When you have severe stenosis, especially if the patient has already had a TIA or stroke related to the occlusion, it is best to proceed surgically by clearing the artery from the atheromatous plaque.

  • Carotid endarterectomy. This surgical procedure is the most common treatment to remove the atheroma in the presence of a severe clinical picture. The operation is performed under general anesthesia.
    After making an incision along the front of the neck, the surgeon opens the affected carotid artery and removes the atheromatous plaque. The artery is repaired with stitches or, preferably, with a graft. Carotid endarterectomy is generally indicated for symptomatic patients (stroke or TIA) and with obstruction above 50%. It is also recommended for patients who do not have symptoms (asymptomatic), with blockage above 60%. Studies have shown that, in the case of moderate obstruction, surgery has lasting benefits and helps prevent a possible stroke over a period of about five years. Carotid endarterectomy is not recommended when the location of the obstruction or narrowing is difficult for the surgeon to access or when other health conditions are available that make the surgery too risky. In these cases, the doctor may recommend a procedure called carotid angioplasty associated with stenting.

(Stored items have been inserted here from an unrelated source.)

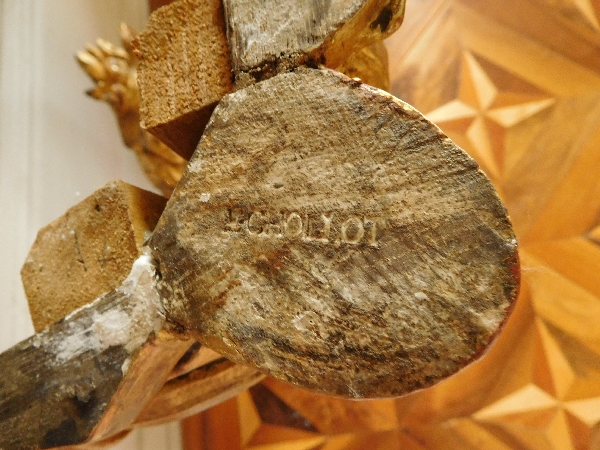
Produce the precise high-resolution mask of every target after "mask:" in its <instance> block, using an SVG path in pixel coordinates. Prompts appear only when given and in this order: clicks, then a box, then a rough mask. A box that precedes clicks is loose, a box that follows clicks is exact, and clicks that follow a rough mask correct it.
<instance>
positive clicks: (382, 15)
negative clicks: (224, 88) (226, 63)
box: [223, 0, 404, 79]
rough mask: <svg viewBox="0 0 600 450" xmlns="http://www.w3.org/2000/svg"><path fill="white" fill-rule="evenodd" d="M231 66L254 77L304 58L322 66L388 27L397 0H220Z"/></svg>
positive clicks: (334, 64)
mask: <svg viewBox="0 0 600 450" xmlns="http://www.w3.org/2000/svg"><path fill="white" fill-rule="evenodd" d="M223 5H224V8H225V17H226V21H227V37H228V40H229V45H230V47H231V61H232V68H233V70H234V71H235V72H236V74H237V73H239V72H251V73H252V77H254V78H256V79H262V78H265V76H268V75H271V74H272V68H270V67H269V66H271V67H272V66H277V65H278V64H280V65H281V64H283V65H286V66H290V67H294V66H297V65H298V64H301V63H303V62H304V61H306V60H309V61H313V64H314V63H315V62H316V63H318V64H323V65H326V66H328V67H335V66H339V65H341V64H342V63H343V62H344V61H345V60H346V59H347V58H348V56H349V55H350V54H352V53H353V52H355V51H358V50H360V49H361V48H363V47H366V46H368V45H370V44H373V43H374V42H376V41H379V40H382V39H383V38H384V37H385V36H387V35H389V34H391V33H392V32H394V31H395V30H396V29H397V28H398V27H399V26H400V24H401V23H402V18H403V17H404V1H403V0H351V1H347V2H321V1H317V2H303V1H299V2H289V1H281V0H269V1H266V2H265V1H256V0H250V1H240V0H224V2H223Z"/></svg>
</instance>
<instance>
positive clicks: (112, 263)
mask: <svg viewBox="0 0 600 450" xmlns="http://www.w3.org/2000/svg"><path fill="white" fill-rule="evenodd" d="M165 204H166V200H165V199H164V198H162V197H160V196H159V195H156V194H154V193H152V192H148V191H145V190H143V189H140V188H137V187H135V186H131V185H129V184H127V183H123V182H122V181H113V182H111V183H108V184H107V185H106V186H104V187H103V188H101V189H98V190H97V191H96V192H94V193H93V194H92V195H91V196H89V197H88V198H86V199H85V200H83V201H82V202H80V203H78V204H77V205H75V206H73V207H72V208H70V209H69V210H68V211H67V212H66V213H65V214H64V215H63V216H62V217H60V218H59V219H56V220H55V221H54V222H52V223H50V224H49V225H47V226H45V227H44V228H42V229H41V230H40V231H39V232H38V235H37V238H36V240H35V242H34V244H33V246H32V247H31V250H30V251H29V255H28V256H27V260H26V261H25V264H24V265H23V268H22V269H21V279H22V280H23V286H24V288H25V294H26V295H27V301H28V303H29V311H30V313H31V319H32V321H33V325H34V327H35V330H36V331H38V332H39V331H41V330H43V329H44V328H46V327H47V326H49V325H51V324H53V323H55V322H57V321H59V320H60V319H62V318H63V317H65V316H66V315H67V314H68V313H70V312H72V311H74V310H75V309H77V308H79V307H81V306H84V305H86V304H88V303H90V302H92V301H93V300H94V299H96V298H97V297H99V296H101V295H102V294H104V293H105V292H108V291H110V290H113V289H116V288H118V287H119V286H120V285H121V283H123V281H124V280H125V278H127V276H128V275H129V272H130V271H131V266H132V264H133V262H134V261H135V260H136V259H137V258H138V257H139V256H140V255H141V254H142V250H141V248H142V245H143V241H144V238H145V237H146V234H147V233H149V232H150V231H152V230H153V229H154V226H155V225H156V222H157V221H158V218H159V217H160V215H161V213H162V210H163V208H164V206H165Z"/></svg>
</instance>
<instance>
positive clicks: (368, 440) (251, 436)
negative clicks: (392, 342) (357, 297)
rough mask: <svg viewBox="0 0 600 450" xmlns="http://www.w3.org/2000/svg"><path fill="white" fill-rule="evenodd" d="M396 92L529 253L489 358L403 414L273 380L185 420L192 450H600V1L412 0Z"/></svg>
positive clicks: (392, 90)
mask: <svg viewBox="0 0 600 450" xmlns="http://www.w3.org/2000/svg"><path fill="white" fill-rule="evenodd" d="M387 44H388V50H389V53H390V70H391V92H392V93H393V94H394V95H396V96H398V97H400V98H402V99H404V100H406V101H408V102H409V103H411V104H413V105H414V106H415V107H416V108H418V109H419V110H421V111H422V112H423V113H424V114H425V115H426V116H428V117H429V118H430V119H431V120H433V121H434V122H435V123H437V124H438V125H439V126H440V128H442V129H443V131H444V132H445V133H446V134H448V135H449V136H450V137H451V138H452V139H453V140H454V141H456V142H457V143H458V144H459V145H461V146H462V147H463V148H464V149H465V150H467V151H468V152H469V153H470V154H471V155H472V156H473V157H474V158H475V159H476V160H477V161H478V162H479V164H480V166H481V168H482V170H484V171H485V172H486V173H487V174H488V176H489V177H490V178H491V179H492V181H493V182H494V184H495V185H496V187H497V189H498V191H499V192H500V195H501V196H502V198H503V200H504V202H505V204H506V206H507V208H508V210H509V213H510V215H511V217H512V220H513V224H514V227H515V231H516V233H517V237H518V240H519V244H520V256H521V263H522V270H523V273H522V277H523V282H522V286H521V294H520V297H519V301H518V302H517V306H516V310H515V312H514V313H513V315H512V317H511V319H510V320H509V322H508V324H507V326H506V329H505V331H504V332H503V333H502V334H501V336H500V338H499V339H498V341H497V343H496V344H495V345H494V346H493V348H492V349H491V350H490V351H489V352H488V354H487V355H486V356H485V357H484V358H483V359H482V360H480V361H479V362H477V363H475V364H473V365H471V366H469V367H468V368H467V369H466V370H464V371H462V372H460V373H458V374H457V375H455V376H454V377H452V378H450V379H448V380H446V381H444V382H442V383H439V384H438V385H436V386H433V387H431V388H429V389H427V390H424V391H421V392H418V393H414V394H412V395H409V396H407V397H404V398H400V399H394V400H379V401H366V402H352V401H346V400H341V399H337V398H331V397H325V396H322V395H317V394H313V393H310V392H306V391H303V390H300V389H297V388H293V387H290V386H288V385H285V384H283V383H280V382H277V381H274V380H267V381H265V382H264V383H263V384H261V385H260V386H257V387H255V388H253V389H251V390H249V391H247V392H245V393H244V394H242V395H240V396H239V397H237V398H236V399H233V400H230V401H229V402H226V403H224V404H222V405H219V406H217V407H216V408H213V409H212V410H209V411H206V412H205V413H202V414H200V415H199V416H196V417H194V418H192V419H189V420H188V421H186V422H185V424H184V428H185V430H186V436H187V437H186V439H187V442H186V446H187V449H188V450H192V449H227V450H230V449H233V450H238V449H239V450H241V449H256V450H258V449H261V450H267V449H269V450H284V449H285V450H308V449H321V450H342V449H344V450H348V449H352V450H354V449H357V450H358V449H368V450H377V449H382V450H383V449H385V450H390V449H391V450H395V449H466V450H474V449H486V450H487V449H502V450H510V449H555V450H576V449H600V1H598V0H502V1H500V0H489V1H488V0H486V1H482V0H412V1H411V0H408V2H407V12H406V19H405V23H404V24H403V25H402V27H401V29H400V30H399V32H398V33H397V34H396V35H394V36H392V38H390V39H389V40H388V42H387Z"/></svg>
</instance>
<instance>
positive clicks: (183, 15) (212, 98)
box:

  • Carotid angioplasty and stenting. Carotid stent placement is a less invasive procedure than carotid endarterectomy, as it does not involve an incision in the neck. Carotid angioplasty with stent insertion allows good results to be obtained in the short term, and is typically indicated for patients who: 1) have a moderate-severe degree of carotid stenosis; 2) suffer from other medical conditions that increase the risk of surgical complications; 3) show a repeat offense. In carotid angioplasty, a catheter is inserted into the carotid area blocked in the neck. A specially designed filter on a guide wire (called an embolic protection device) is inserted to collect any debris that may detach from the plate during the procedure. Once in position, a small balloon is inflated at the end of the catheter for a few seconds, in order to open or enlarge the artery. A stent is inserted permanently to form a scaffold, which helps to support the walls of the arteries and to keep the lumen of the carotid artery open. The balloon is then deflated and the catheter and filter are removed. After several weeks, the artery heals around the stent. As with carotid endarterectomy, there are some risks associated with the procedure (stroke or death). Stenting will therefore be recommended only in the event of severe stenosis.

Recovery from surgical procedures generally requires a short hospital stay. Patients often return to normal activities within a week or two. After a carotid endarterectomy, the stenosis can recur and is often related to the progression of atherosclerotic disease. These new plaques can be treated by repeating the surgery.